Cool moist pale skin
Headache
Nausea
Dizziness
Weakness
Exhaustion

Heat stroke is the least common and most severe heat related illness. This occurs if you ignore the signs of heat exhaustion. Heat stroke develops when the body's cooling mechanism cannot function due to lack of treatment. Sweating stops and the body cannot cool itself and body temperature rises at a quick rate. Unfortunately if there is no treatment vital organs like the heart, kidney and brain begin to fail. If there is no medical treatment death is imminent!

Signs and Symptoms of Heat Stroke
High body temperature
Red hot dry skin
Progressive loss of consciousness
Rapid, weak pulse,
Rapid, shallow breathing

Here are five things you can do to prevent heat illnesses.

1) Find an area with shade either under tress or a tent. Just getting a player out of the direct heat can help them lower their body temperature.
2) Take a water break every fifteen to twenty minute from soccer training
3) Encourage pre-hydration. Make sure your players have plenty of fluid before soccer training.
4) Immediately after training make sure your soccer players have at least 250ml to 500ml of fluid. At this sports drink is good to have for electrolyte balance.
5) Players should avoid eating anything heavy before they train. The less the stomach contains the less stress on the body during training.
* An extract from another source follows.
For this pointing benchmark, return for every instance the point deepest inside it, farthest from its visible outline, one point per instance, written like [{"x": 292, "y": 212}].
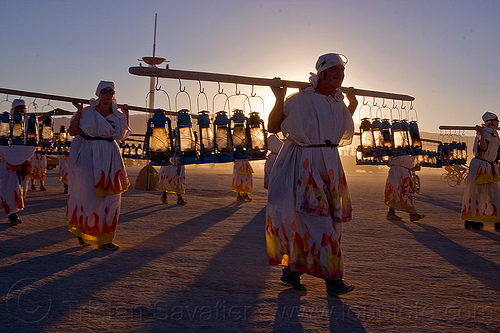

Keep this in mind with younger players. They do not have fully developed sweat glands. Youth Soccer players, until they reach puberty, cool down through urination. Many coaches and parents are unaware of this so keep this mind If you are working with younger soccer players.

Finally, training soccer players until exhaustion in the heat will lead to preventable injuries. Sometimes less is better than more.

Enjoy your training in the heat.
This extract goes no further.